Канеда слегка усмехнулась, и мадам де Гокур тотчас поняла, что девушка что-то замыслила.
— Видишь ли, Канеда, я получила от Гарри наставления строго приглядывать за тобой. Ты не хуже меня знаешь, что нам ведено недолго погостить у твоих деда и бабки и побыстрее возвращаться домой. Поэтому я снова спрашиваю тебя: почему мы здесь?
— У меня есть некий план, мадам; однако мне не хотелось бы говорить о нем — на .случай, если у меня ничего не получится. А пока я умоляю вас, не расспрашивайте меня. Позвольте мне самой сыграть свою партию.

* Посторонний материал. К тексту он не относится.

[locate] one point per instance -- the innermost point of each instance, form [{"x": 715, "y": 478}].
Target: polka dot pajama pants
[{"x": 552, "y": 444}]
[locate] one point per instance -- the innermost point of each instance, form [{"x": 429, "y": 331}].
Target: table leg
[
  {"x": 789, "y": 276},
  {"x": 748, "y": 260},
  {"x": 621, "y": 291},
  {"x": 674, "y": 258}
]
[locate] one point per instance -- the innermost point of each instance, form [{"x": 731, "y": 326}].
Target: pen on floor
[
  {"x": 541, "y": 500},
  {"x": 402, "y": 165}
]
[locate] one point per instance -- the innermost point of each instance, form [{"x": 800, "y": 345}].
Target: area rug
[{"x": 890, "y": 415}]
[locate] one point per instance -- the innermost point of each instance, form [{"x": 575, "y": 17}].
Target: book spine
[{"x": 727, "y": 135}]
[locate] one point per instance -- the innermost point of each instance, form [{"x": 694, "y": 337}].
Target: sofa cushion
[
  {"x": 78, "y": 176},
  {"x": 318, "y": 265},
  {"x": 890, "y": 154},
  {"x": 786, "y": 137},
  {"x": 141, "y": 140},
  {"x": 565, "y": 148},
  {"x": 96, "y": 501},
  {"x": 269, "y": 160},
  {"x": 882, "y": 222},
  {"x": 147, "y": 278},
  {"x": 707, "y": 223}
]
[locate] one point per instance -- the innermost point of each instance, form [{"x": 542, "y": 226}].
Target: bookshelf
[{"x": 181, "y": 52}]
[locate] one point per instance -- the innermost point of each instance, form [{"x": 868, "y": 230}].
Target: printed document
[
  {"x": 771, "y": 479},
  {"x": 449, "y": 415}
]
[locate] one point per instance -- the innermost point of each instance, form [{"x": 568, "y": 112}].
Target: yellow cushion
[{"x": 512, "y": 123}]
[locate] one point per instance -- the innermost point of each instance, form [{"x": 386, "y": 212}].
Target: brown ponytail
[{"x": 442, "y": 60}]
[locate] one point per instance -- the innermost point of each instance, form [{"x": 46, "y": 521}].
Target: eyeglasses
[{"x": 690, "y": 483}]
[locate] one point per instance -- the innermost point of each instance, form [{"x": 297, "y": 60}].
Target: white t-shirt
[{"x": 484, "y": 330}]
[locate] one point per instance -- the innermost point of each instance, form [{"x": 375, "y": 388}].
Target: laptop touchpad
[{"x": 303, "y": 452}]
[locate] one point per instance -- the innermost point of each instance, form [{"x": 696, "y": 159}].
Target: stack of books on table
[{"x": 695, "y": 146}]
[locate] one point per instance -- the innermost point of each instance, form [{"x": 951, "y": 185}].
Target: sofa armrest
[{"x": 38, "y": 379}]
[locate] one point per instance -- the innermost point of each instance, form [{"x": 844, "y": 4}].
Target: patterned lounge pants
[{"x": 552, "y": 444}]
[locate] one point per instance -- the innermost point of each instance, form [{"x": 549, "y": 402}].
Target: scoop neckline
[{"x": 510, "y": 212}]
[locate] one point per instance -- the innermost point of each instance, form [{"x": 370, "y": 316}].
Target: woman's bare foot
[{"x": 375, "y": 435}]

Мадам де Гокур рассмеялась:
— Я прекрасно понимаю, Канеда, ты что-то задумала. И поскольку мне остается лишь благодарить тебя за то, что ты привезла меня в любимую страну, и за то, что ты побаловала меня столь элегантными платьями, которые наверняка ослепят моих родственников и друзей, я не могу приказывать тебе. Я только умоляю тебя не наделать глупостей.
Канеда чуть склонила голову набок.
— Все зависит оттого, что называть глупостью, мадам, — ответила она. — Должна ли я говорить, что намерена свершить правосудие собственными руками, не полагаясь на волю случая?
— Ах, Канеда, Канеда! — воскликнула мадам де Гокур. — Ты огорчаешь меня. Но я устала, мне хочется выпить успокоительной тисаны и отправиться в постель в надежде, что завтра не буду испытывать этой ужасной озабоченности и тревоги.
— Безусловно, мадам, — уверила ее Канеда. — Кажется, вы говорили, что у вас есть друзья близ Анже?
— Да, да, — ответила мадам де Гокур, — старинные друзья, и я с великой радостью снова встретилась бы с ними. Эти люди не богаты и не молоды, и ты, возможно, сочтешь их скучными, однако я не могу побывать в этой части Франции, не навестив их.
— Именно это я и предвидела, — оживилась Канеда, — обещаю вам, вы проведете достаточно времени со своими друзьями, а я — с моими.
На следующий день, когда они ехали по живописному берегу Луары к Анже, мадам де Гокур сказала:
— Ты не заметила, Канеда, что не назвала мне своих друзей, которых собираешься посетить?
— Едва ли вы знакомы с ними, — ответила девушка, — и я хочу попросить вас, мадам, об одной любезности.